Elsewhere, a baker works himself to exhaustion “every day without fail,” perfuming the city with fresh bread from within his “synaesthetic pleasure dome,” its “glorious landscape of smells shifting from fermenting acidity to caramelizing sweetness, a riot of auburn and amber reflecting the fires of the bakery and street lamps outside, a symphony of hissing steam and the pummeling of dough.”
The two images, below, show “nebulous clouds of steam,” like an artificial weather front—its “topiaries of water vapour will become indistinguishable from clouds,” we read—being produced in the baker’s garden.
[Images: From “The Baker’s Garden” by CJ Lim/Studio 8 Architects with Safia Qureshi, from Short Stories].
There are dragons and summer solstices and mechanical animals roving the streets; butchers’ towers, police on horseback, and a fictional interview with the director of something called the New Battersea Centre for Dogs, who explains how she managed to transform vast circular gasometers into greyhound racing parks.

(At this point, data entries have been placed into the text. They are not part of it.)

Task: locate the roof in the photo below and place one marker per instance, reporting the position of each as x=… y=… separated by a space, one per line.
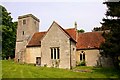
x=72 y=33
x=66 y=33
x=29 y=15
x=36 y=39
x=89 y=40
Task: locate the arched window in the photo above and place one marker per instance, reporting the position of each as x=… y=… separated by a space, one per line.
x=82 y=56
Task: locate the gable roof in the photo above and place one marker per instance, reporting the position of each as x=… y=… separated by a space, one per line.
x=36 y=39
x=89 y=40
x=64 y=31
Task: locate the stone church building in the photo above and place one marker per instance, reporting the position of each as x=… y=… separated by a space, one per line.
x=56 y=47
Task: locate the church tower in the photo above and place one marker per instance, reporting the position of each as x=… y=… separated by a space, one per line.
x=27 y=26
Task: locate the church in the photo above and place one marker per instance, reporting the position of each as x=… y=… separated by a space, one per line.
x=56 y=47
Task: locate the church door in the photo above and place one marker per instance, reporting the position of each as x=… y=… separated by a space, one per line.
x=38 y=60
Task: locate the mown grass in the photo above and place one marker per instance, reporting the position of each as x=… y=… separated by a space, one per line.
x=10 y=69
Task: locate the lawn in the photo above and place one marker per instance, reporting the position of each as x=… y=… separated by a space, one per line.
x=10 y=69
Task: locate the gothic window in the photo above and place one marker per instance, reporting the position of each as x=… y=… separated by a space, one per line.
x=24 y=21
x=82 y=56
x=51 y=53
x=55 y=53
x=23 y=33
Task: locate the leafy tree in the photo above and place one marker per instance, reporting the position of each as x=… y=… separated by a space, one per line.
x=81 y=31
x=111 y=47
x=8 y=34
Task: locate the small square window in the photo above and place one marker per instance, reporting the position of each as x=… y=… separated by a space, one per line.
x=23 y=33
x=24 y=21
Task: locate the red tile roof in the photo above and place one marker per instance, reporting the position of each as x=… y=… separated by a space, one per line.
x=36 y=39
x=89 y=40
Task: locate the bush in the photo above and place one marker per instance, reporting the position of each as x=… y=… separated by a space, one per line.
x=83 y=63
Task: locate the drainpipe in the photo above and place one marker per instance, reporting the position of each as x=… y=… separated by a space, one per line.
x=70 y=56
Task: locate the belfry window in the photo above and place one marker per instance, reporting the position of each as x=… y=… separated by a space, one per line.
x=82 y=56
x=55 y=53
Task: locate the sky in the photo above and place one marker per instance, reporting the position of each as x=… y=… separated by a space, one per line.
x=87 y=14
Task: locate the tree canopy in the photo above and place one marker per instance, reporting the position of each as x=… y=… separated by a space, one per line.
x=8 y=33
x=111 y=47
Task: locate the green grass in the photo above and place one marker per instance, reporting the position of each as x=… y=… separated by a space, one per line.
x=10 y=69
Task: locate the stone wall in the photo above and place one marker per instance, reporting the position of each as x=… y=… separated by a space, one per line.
x=24 y=34
x=31 y=54
x=55 y=37
x=91 y=56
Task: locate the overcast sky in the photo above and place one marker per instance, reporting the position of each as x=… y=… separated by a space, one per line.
x=87 y=14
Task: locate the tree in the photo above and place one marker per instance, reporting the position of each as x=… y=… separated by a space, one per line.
x=81 y=31
x=111 y=47
x=8 y=34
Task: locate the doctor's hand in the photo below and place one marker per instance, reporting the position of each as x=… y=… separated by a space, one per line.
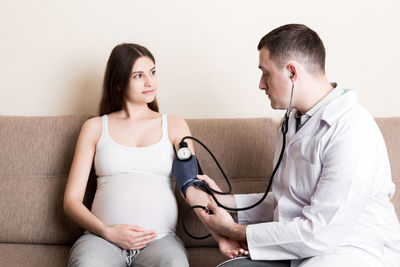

As novelist China Miéville explained to BLDGBLOG in an interview published here last month, London is a city peculiarly well-suited for these sorts of literary and spatial phantasmagoria: “For various reasons, some cities refract, through aesthetics and through art, with a particular kind of flamboyancy. For whatever reason, London is one of them. I don’t mean to detract from all the other cities in the world that have their own sort of Gnosticism, but it is definitely the case that London has worked particularly well for this.”
[Images: From “The Nocturnal Tower” by CJ Lim/Studio 8 Architects with Barry Cho, from Short Stories].
In Short Stories—where myths are told through photographs of pop-out paper figures and propped-open books—London becomes a city architects will always have the freedom to re-dream, and architecture itself becomes a way to undo the spatial straightjackets we find ourselves within.
But does all this mean that the architect is thus politically neutered, reduced to the role of court jester, telling stories of impossible urban boroughs while the real city takes shape, a graph of nothing but the financial needs of absentee developers, hypnotized by fairy tales of a metropolis that can never be built?
[Images: From “The Celestial River” by CJ Lim/Studio 8 Architects with Maxwell Mutanda and Sarah Custance, from Short Stories].
Not at all: architects telling stories with and through complex spatial representations—rather than merely supplying construction documents—brings them into contact with all the arts and sciences that have always and already used the built environment as a framework for larger, abstract ideas. Architectural mythology doesn’t cede anyone’s right—or political ability—to change the city, any more than cinema, games, music, poetry, or narrative fiction might do, despite fundamentalist claims that these operate as nothing but middle-class distractions; in all cases, these and other speculative entertainments are often precisely the reason why new visions of human community, spatial justice, and cathartic well-being arise in the first place.
Of course, spatial tales will inspire some people simply to daydream, but that hardly sabotages architecture’s undeniable power to push others to pursue, with great fervor and enthusiasm, the means of seeing such strange and hallucinatory sights someday come true.
Science fiction is no substitute for science itself, but it is a valuable, if not conceptually indispensable, tool for generating, discussing, and communicating often radical ideas.
And the same is true for architecture’s relationship with architectural fiction: thankfully, the latter will not replace the former—but, again, that’s not its point.
The point of “combining place and fiction,” as Short Stories describes it, is not so that we can sit around infantilizing one another with fairy tales, treating the world as empty spectacle, but to reveal, through projects of great imaginative power, that another world is possible, and architects have a unique ability to chaperone this future earth into existence.